The EU: Education and training, young people, culture and sport

Work on education and training, young people, culture and sport has a key role to play in achieving the EU's strategic objective of becoming the world’s most competitive and knowledge-based economy. A dynamic and efficient internal market for education and vocational training is a prerequisite for achieving this.

More about education, youth, culture and sport on the Council of the European Union website

EU education and training policy

EU cooperation in the area of education and training is not to harmonise the Member States’ legislation, but the EU does have the competence to promote cooperation between the Member States.

At the same time, the Europe 2020 strategy has led to a new dynamic in education issues in the EU. The strategy's overarching objective in the education area will be translated into national targets that will be followed up regularly. Education and training is playing an increasingly important role in achieving the common goals of growth and employment.

Europe 2020

The EU programme for education, training, youth and sport, Erasmus+, runs for seven years up to 2020. The overall objective of the programme is to improve quality in European education and in European cooperation in the youth area, and a small part of the programme also concerns sport. The highest priority is mobility: Erasmus+ is intended to facilitate and stimulate cross-border mobility of students, young people, teachers, etc.
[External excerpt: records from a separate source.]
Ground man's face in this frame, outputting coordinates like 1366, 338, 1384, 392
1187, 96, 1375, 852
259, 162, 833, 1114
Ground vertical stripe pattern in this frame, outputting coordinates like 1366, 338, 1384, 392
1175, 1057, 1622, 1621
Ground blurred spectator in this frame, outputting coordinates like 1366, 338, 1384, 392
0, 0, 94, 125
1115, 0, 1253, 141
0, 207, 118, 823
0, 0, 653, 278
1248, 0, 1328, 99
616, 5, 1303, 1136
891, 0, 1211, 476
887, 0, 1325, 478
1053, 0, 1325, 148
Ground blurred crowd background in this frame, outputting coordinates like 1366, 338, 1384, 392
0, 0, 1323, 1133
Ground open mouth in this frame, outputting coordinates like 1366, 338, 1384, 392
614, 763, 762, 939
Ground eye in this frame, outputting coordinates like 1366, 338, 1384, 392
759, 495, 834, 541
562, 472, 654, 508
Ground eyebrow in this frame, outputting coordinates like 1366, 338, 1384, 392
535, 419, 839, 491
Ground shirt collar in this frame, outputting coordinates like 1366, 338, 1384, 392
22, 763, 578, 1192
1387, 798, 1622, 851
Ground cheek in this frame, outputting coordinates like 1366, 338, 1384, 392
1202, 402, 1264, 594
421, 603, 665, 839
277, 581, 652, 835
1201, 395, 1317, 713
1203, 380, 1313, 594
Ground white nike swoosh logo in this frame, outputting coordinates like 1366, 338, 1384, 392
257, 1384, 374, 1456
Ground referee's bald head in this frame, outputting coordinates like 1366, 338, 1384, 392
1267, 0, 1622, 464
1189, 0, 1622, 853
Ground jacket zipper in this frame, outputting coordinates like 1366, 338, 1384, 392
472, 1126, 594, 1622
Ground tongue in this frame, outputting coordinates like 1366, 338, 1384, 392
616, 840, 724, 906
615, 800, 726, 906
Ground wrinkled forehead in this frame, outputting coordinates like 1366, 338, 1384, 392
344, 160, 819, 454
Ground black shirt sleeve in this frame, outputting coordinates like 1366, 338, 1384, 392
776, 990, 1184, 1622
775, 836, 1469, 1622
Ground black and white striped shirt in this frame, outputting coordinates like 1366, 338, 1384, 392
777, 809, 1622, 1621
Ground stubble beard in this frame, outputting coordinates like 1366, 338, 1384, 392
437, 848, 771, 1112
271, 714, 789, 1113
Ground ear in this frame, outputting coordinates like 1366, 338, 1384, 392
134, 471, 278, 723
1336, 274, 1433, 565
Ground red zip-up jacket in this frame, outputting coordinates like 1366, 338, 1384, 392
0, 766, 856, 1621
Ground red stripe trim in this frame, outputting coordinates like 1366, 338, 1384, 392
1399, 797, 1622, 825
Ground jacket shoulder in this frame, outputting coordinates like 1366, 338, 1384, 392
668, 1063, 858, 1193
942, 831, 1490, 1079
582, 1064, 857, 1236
More about education, training and youth policy on the official EU website

EU policy for culture and sport

The EU is to contribute to the development of the cultural and audiovisual sector, while respecting national and regional diversity. The EU is also to promote European sport issues and in doing so take account of the distinctive nature of sport. Measures are to promote cooperation between Member States.

Directive on audiovisual media services without borders (Audiovisual Media Services Directive)

Sections of the directive cover matters regulated by the Swedish Constitution. There are a number of different Swedish interests that need to be balanced, such as strong support for a developed single market, open and free internet, strong consumer protection especially with regard to alcohol advertising, advertising targeting children, and advertising for gambling.